This project is an end-to-end Natural Language Processing (NLP) pipeline for multi-class sentiment analysis. It uses a pre-trained BERT model from Hugging Face, fine-tuned on the Google Play Store User Reviews dataset to classify app reviews into three categories: Positive, Negative, or Neutral.
The entire project is implemented in a Google Colab notebook, demonstrating the full workflow from data loading and cleaning to model training, evaluation, and inference.
- Multi-Class Classification: Classifies text into Positive, Negative, and Neutral sentiments.
- State-of-the-Art Model: Leverages
bert-base-uncased, a powerful pre-trained Transformer model, fine-tuned for high accuracy. - End-to-End Pipeline: Includes all steps: data preprocessing, BERT tokenization, model training, performance evaluation, and a prediction function for new text.
- High Performance: Achieved ~94% accuracy on the validation set after just 3 epochs of training.
- PyTorch-Powered: Built using PyTorch for model training and management, including the use of GPU acceleration.
- Python 3.8+
- PyTorch: For building and training the deep learning model.
- Hugging Face Transformers: For loading the pre-trained BERT model and its tokenizer.
- Scikit-learn: For splitting data and performance evaluation.
- Pandas: For data manipulation and cleaning.
- Seaborn & Matplotlib: For data visualization and plotting training performance.
- Google Colab: As the development and training environment with GPU support.
.
├── bert-sentiment-model/ # Directory for the saved fine-tuned model and tokenizer
├── googleplaystore_user_reviews.csv # The dataset file (not included in repo)
└── Sentiment_Analysis_with_BERT.ipynb # The main Colab notebook with all the code
└── README.md # This file
To run this project, you can follow these steps:
-
Clone the repository (optional):
git clone [https://github.com/your-username/your-repo-name.git](https://github.com/your-username/your-repo-name.git) cd your-repo-name -
Open in Google Colab:
- Go to Google Colab.
- Click on
File > Upload notebookand upload theSentiment_Analysis_with_BERT.ipynbfile.
-
Enable GPU:
- In the Colab notebook, navigate to
Runtime > Change runtime type. - Select
GPUfrom the "Hardware accelerator" dropdown menu.
- In the Colab notebook, navigate to
-
Download the Dataset:
- Download the dataset from Kaggle: Google Play Store User Reviews.
- Upload the
googleplaystore_user_reviews.csvfile to your Colab session using the file-explorer pane on the left.
-
Run the Notebook:
- Execute the cells in the notebook sequentially.
- The notebook will automatically install all required dependencies.
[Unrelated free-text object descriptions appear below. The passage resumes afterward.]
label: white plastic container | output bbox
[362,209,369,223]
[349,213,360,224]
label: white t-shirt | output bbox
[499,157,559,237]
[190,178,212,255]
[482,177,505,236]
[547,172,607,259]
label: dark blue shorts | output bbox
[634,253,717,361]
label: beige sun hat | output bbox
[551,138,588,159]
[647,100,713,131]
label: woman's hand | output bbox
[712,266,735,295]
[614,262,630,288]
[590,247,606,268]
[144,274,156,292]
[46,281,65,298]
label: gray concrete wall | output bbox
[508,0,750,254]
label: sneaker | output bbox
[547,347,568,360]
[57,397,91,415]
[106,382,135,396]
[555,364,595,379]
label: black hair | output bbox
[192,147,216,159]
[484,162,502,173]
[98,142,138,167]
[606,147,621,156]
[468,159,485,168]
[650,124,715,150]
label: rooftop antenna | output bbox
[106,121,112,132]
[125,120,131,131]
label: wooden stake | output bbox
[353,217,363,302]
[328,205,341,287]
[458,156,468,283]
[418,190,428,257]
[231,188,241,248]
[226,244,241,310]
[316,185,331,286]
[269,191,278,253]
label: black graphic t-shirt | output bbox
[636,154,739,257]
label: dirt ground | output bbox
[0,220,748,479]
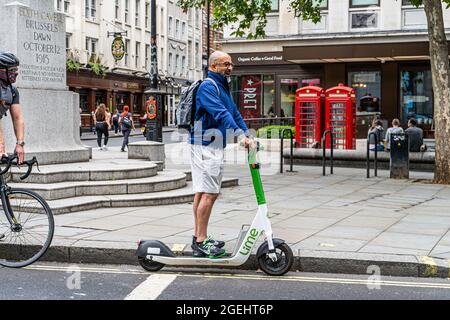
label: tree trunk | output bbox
[423,0,450,184]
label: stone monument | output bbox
[0,0,90,164]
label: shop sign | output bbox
[125,83,140,90]
[232,52,288,66]
[112,36,125,61]
[240,75,261,119]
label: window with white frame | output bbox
[85,0,96,20]
[85,37,98,61]
[66,33,72,54]
[182,56,186,75]
[135,41,141,69]
[169,52,173,74]
[57,0,70,13]
[145,2,150,29]
[125,39,130,66]
[169,16,173,35]
[135,0,140,26]
[188,40,192,67]
[350,11,378,29]
[160,47,164,72]
[350,0,379,7]
[175,54,179,74]
[270,0,279,12]
[182,21,186,37]
[125,0,130,24]
[115,0,120,19]
[195,42,200,67]
[145,44,150,70]
[176,19,180,38]
[195,9,200,28]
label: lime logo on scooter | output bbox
[239,228,259,255]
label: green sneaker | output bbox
[194,240,226,259]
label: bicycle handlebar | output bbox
[0,153,39,180]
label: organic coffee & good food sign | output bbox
[232,52,288,66]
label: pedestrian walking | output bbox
[112,108,121,135]
[190,50,253,258]
[385,118,404,151]
[119,105,134,152]
[93,103,111,150]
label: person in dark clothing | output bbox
[405,118,424,152]
[368,119,384,151]
[112,108,121,135]
[93,103,110,150]
[119,105,134,152]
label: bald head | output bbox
[209,51,229,66]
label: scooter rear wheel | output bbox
[257,243,294,276]
[138,257,165,272]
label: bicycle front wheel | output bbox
[0,189,54,268]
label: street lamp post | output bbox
[204,0,211,78]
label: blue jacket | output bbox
[190,71,249,148]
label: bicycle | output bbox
[0,153,54,268]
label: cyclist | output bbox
[0,52,25,241]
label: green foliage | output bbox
[87,56,109,77]
[66,52,81,72]
[257,125,296,139]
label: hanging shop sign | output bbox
[112,36,125,61]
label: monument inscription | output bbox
[16,6,66,89]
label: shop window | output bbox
[400,69,433,129]
[348,70,381,114]
[280,78,298,118]
[262,75,275,118]
[79,90,89,112]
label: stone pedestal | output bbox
[0,0,90,164]
[128,141,165,167]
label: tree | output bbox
[178,0,450,183]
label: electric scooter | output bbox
[136,142,294,276]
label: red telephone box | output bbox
[325,84,356,150]
[295,86,325,148]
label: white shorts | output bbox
[191,144,224,194]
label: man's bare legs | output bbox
[194,192,219,243]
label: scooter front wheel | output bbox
[138,257,165,272]
[257,243,294,276]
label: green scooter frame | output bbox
[136,143,294,276]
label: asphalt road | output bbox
[1,263,450,301]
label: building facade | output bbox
[57,0,203,128]
[222,0,450,139]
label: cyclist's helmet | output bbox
[0,52,20,70]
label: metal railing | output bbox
[367,132,379,178]
[322,130,334,176]
[280,128,296,174]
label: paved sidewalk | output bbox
[38,143,450,278]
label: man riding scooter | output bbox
[190,50,253,258]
The training process will take approximately 15-20 minutes on a standard Colab GPU.
The notebook is divided into the following key stages:
- Data Loading and Cleaning: The raw CSV is loaded, and rows with missing reviews or sentiments are dropped.
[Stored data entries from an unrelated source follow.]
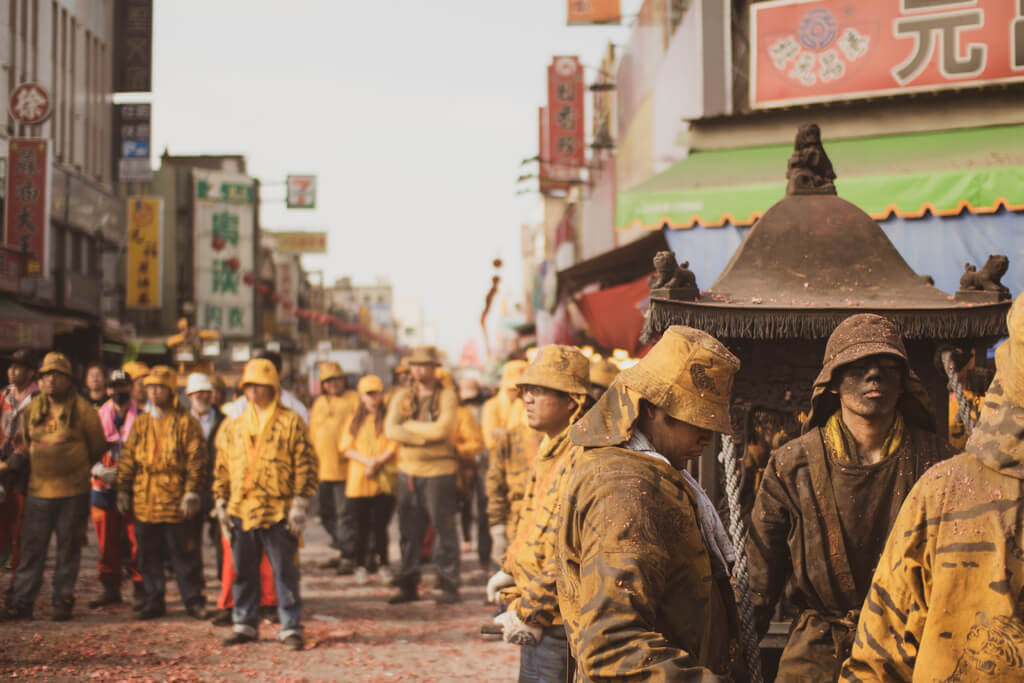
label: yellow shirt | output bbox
[22,394,106,499]
[339,416,397,498]
[310,391,359,482]
[384,386,459,477]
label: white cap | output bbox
[186,373,214,396]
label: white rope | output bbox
[941,350,977,438]
[718,435,763,683]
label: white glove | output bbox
[286,497,310,537]
[489,524,508,564]
[215,498,231,537]
[494,609,541,646]
[91,462,118,486]
[117,491,132,516]
[486,569,515,604]
[180,492,201,519]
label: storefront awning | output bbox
[557,230,668,299]
[0,298,54,350]
[617,124,1024,230]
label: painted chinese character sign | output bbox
[751,0,1024,109]
[193,170,255,336]
[126,197,162,309]
[542,56,584,193]
[3,139,50,276]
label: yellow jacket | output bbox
[499,426,579,628]
[481,392,526,452]
[310,391,359,482]
[340,415,398,498]
[21,393,106,498]
[485,421,542,539]
[842,379,1024,681]
[212,407,319,531]
[384,385,459,477]
[117,408,205,524]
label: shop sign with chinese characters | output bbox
[9,83,52,125]
[274,255,298,330]
[542,56,585,193]
[125,197,162,309]
[751,0,1024,109]
[269,230,327,254]
[3,139,50,277]
[193,170,256,337]
[567,0,620,25]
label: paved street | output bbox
[0,518,519,682]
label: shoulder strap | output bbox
[803,430,860,606]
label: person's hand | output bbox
[215,499,231,537]
[180,492,200,519]
[286,497,310,537]
[117,491,132,516]
[486,568,515,603]
[493,610,541,646]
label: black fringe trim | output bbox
[640,300,1010,344]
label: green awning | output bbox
[617,124,1024,230]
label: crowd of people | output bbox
[1,294,1023,681]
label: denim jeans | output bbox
[230,518,302,639]
[134,519,205,610]
[318,481,355,558]
[519,626,575,683]
[9,493,89,610]
[396,473,459,590]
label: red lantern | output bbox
[493,258,503,269]
[243,272,255,286]
[270,293,281,304]
[256,284,269,295]
[318,313,330,324]
[226,257,240,272]
[282,300,293,310]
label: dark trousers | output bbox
[318,481,354,557]
[473,467,492,567]
[519,626,575,683]
[10,493,89,610]
[396,473,459,590]
[134,519,204,609]
[345,494,395,569]
[230,518,301,638]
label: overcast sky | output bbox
[151,0,641,358]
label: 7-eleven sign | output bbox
[286,175,317,209]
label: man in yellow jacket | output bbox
[488,345,589,682]
[116,365,207,621]
[842,294,1024,681]
[557,328,744,682]
[309,361,359,572]
[213,358,318,651]
[3,353,105,621]
[384,345,461,604]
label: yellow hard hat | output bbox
[320,361,344,383]
[143,365,178,392]
[357,375,384,394]
[240,358,280,392]
[122,361,150,381]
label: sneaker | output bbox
[354,567,370,585]
[51,601,73,622]
[222,631,257,646]
[210,609,233,626]
[185,603,208,620]
[282,633,304,651]
[376,566,393,584]
[387,587,420,605]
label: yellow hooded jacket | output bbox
[309,390,360,482]
[842,379,1024,681]
[212,406,319,532]
[117,407,205,524]
[485,420,542,539]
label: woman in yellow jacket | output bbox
[338,375,397,585]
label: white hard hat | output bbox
[186,373,214,396]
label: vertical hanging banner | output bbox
[568,0,620,25]
[193,170,256,337]
[4,139,51,277]
[125,197,163,308]
[273,255,298,331]
[543,56,584,193]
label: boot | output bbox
[131,582,146,611]
[336,557,356,576]
[51,599,73,622]
[88,580,122,608]
[436,578,461,605]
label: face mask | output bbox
[113,391,132,406]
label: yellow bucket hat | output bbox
[320,361,344,383]
[499,360,528,390]
[122,361,150,381]
[39,352,72,377]
[997,293,1024,407]
[241,358,280,393]
[143,365,178,392]
[589,358,620,389]
[407,346,441,366]
[516,345,589,396]
[357,375,384,394]
[571,326,739,447]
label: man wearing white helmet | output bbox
[186,373,226,576]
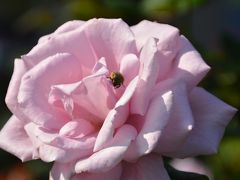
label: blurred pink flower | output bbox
[171,158,213,179]
[0,19,237,180]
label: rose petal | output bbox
[84,18,137,71]
[50,162,75,180]
[50,162,122,180]
[75,125,137,173]
[119,54,140,85]
[59,119,96,139]
[170,36,210,89]
[154,81,194,153]
[0,116,34,162]
[23,20,97,76]
[55,20,85,34]
[5,59,28,121]
[93,76,138,151]
[121,153,170,180]
[131,38,160,115]
[165,87,237,158]
[24,122,96,163]
[39,144,66,163]
[73,163,122,180]
[39,20,85,43]
[170,158,213,179]
[18,53,82,129]
[91,57,108,74]
[131,20,180,80]
[131,20,179,53]
[124,90,173,161]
- Preprocessing: Sentiment labels ('Positive', 'Negative', 'Neutral') are mapped to numerical values (2, 1, 0).
- BERT Tokenization: The text is tokenized using the
BertTokenizer, converting it into a format suitable for the model (Input IDs and Attention Masks). - Training: The
BertForSequenceClassificationmodel is fine-tuned on the training data for 3 epochs. - Evaluation: The model's performance is evaluated on the validation set after each epoch.
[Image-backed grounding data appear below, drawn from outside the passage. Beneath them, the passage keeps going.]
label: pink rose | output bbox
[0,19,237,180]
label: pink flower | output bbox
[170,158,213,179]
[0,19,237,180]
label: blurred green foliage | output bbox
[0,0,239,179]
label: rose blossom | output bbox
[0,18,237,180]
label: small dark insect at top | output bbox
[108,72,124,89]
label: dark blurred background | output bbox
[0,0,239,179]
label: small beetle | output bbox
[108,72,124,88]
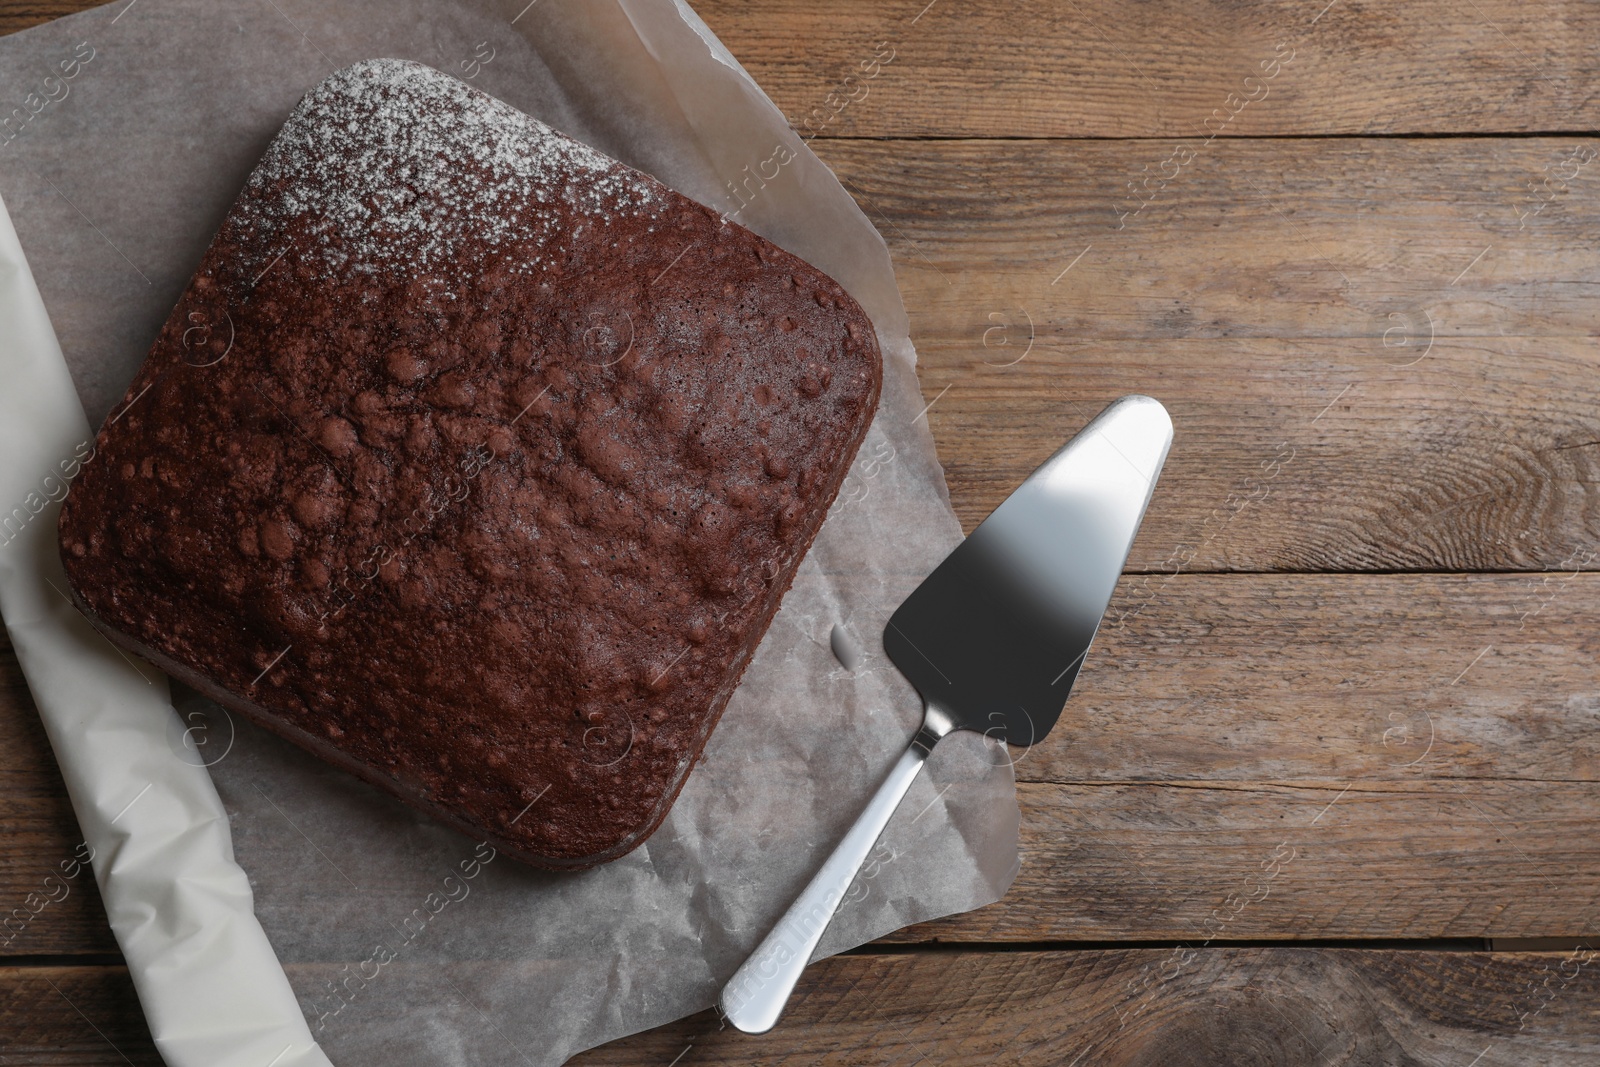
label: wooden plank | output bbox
[899,777,1600,942]
[812,137,1600,343]
[5,1,1597,138]
[4,951,1598,1066]
[811,137,1600,562]
[0,965,160,1065]
[576,948,1600,1066]
[1046,572,1600,785]
[0,0,70,37]
[899,334,1600,568]
[690,0,1600,139]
- Inference: A prediction function is provided to test the trained model on new, unseen sentences.
Once the model is trained, you can easily predict the sentiment of any text:
# Example of using the prediction function from the notebook
review_text = "This app is great, but the latest update has some bugs."
predicted_sentiment = predict_sentiment(review_text)
print(f"Review: '{review_text}'")
print(f"Predicted Sentiment: {predicted_sentiment}")
# Expected Output: 'Neutral' or 'Positive'The model was trained for 3 epochs and achieved the following performance on the validation set:
- Validation Accuracy: ~94%
- Validation Loss: ~0.20
(Optional: You can save the plots from your notebook as images and add them here)
This project is licensed under the MIT License. See the LICENSE file for details.